Свобода оказалась опьяняющей. Она кружила головы и принимала все более и более свирепый облик. Дантон, ставший министром юстиции, позаботился о том, чтобы забить тюрьмы до отказа представителями враждебных сословий – священниками, аристократами, да и просто теми, кто казался хоть сколько-нибудь подозрительным. А на улицах шла безумная резня. Ошалевшие от сознания собственной безнаказанности толпы людей зверски убивали, буквально разрывали руками аристократов, невзирая на возраст или пол жертв. Обычной сценой в городе сделались пьяные оргии над трупами растерзанных людей. Дантон, слыша подобные сообщения, только улыбался и удовлетворенно потирал руки. Он любил говорить в этом случае: «Народ вершит свой суд».

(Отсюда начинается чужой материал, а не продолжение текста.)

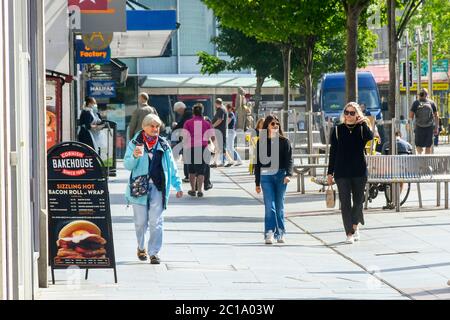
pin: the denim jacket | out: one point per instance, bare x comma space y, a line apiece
140, 166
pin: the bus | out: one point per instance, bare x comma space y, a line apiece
330, 96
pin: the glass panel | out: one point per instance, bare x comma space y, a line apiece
197, 27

Теперь и гильотина стала главным действующим орудием этой кровавой драмы. Она постоянно возвышалась на Гревской площади и находилась в работе с рассвета до заката. Даже на ночь ее не трудились закрывать. Никто больше не слышал слабых выкриков впервые ужаснувшегося доктора Гильотена в Учредительном собрании: он требовал, чтобы казни происходили скрыто, непублично. «Это же развращает толпу!» – его слова звучали уже с оттенком отчаяния. Они были гласом вопиющего в пустыне. Но это еще была только прелюдия настоящего ужаса. Гильотен весь затрепетал, когда узнал, что Конвент вынес смертный приговор «изменнику революции», королю Франции, хотя данное распоряжение входило в противоречие с принятой самим же Конвентом конституцией, по которой монарх объявлялся лицом неприкосновенным. В этот страшный день Гильотену принесли приглашение на казнь короля Франции, как говорилось в послании, «участвовать в спектакле соития Людовика XVI с мадам Гильотиной». Прочитав эти ужасные слова, Гильотен потерял сознание. Когда его привели в чувство, то сразу же доложили, что теперь «мадам Гильотина» будет обитать в более престижном месте – не на Гревской площади, а под окнами королевского дворца, и эта площадь теперь переименована в площадь Революции.
Гильотен просто обезумел. Где-то в запыленных тайниках своего дома он отыскал изображение Богоматери. Забывший о том, что души не существует, как и Бога, он горячо молился, не смыкая глаз, до самого рассвета. Неизвестно, вспоминал ли он в этот момент предсказание Месмера, но наверняка чувствовал, как под ним разверзается адская бездна и небеса не желают отвечать на его запоздалые слезы раскаяния. Слуги Гильотена, слыша его непрекращающиеся стоны, решили, что хозяин помешался. К утру он выглядел совершенно больным и разбитым, однако не принять приглашение на казнь он просто не мог. Это была его обязанность – присутствовать на казнях, производимых с помощью его детища. Прежние товарищи-революционеры больше не являлись для него вестниками добра и справедливости, они превратились в его мучителей, внимательно наблюдавших за каждым его шагом.
21 января слуга помог совершенно обессилевшему доктору Гильотену подняться в карету, которая и доставила его на площадь Революции. Доктор никогда не видел такой огромной, живой, колышущейся массы народа. Едва прибыл экипаж Гильотена, как кругом раздалось: «Да здравствует Гильотен, благодетель французского народа!». Доктору услужливо освободили пространство и дали дорогу к самому подножию эшафота.
Вскоре привезли и короля. Ему оставили всего две привилегии: прибыть на казнь не в телеге, как прочим аристократам, а в закрытом экипаже, и позволили священнику сопровождать его. Когда раздался оглушительный грохот барабанов, доктор Гильотен закрыл глаза, чтобы хотя бы не видеть всего кошмара происходящего. Последнее, что он успел заметить, – это жерла пушек, смотревшие прямо на эшафот (вероятно, чтобы ни у кого не возникло внезапного искушения освободить Людовика XVI).
Гильотен стоял, чувствуя, что сознание медленно покидает его, а все действо происходит в зыбком тумане, на фоне которого ослепительно горит цифра 20. Доктор знал, что именно на этой цифре голова отделяется от туловища жертвы. Последние слова короля долетели до него как сквозь плотный слой ваты. «Я умираю за счастье Франции», – произнес Людовик XVI, а потом доктор стал считать. Его напряжение достигло своего апогея. «Двадцать!» – отчаянно крикнул он и, совершенно забыв о стоявших рядом революционерах, упал на колени и вновь начал горячо молиться. Но никому не было дела до раскаяния доктора. Толпа стала одним безумным шевелящимся целым и тысячью торжествующих глоток взревела «ура», которое взлетело, как из преисподней, к бледному январскому небу.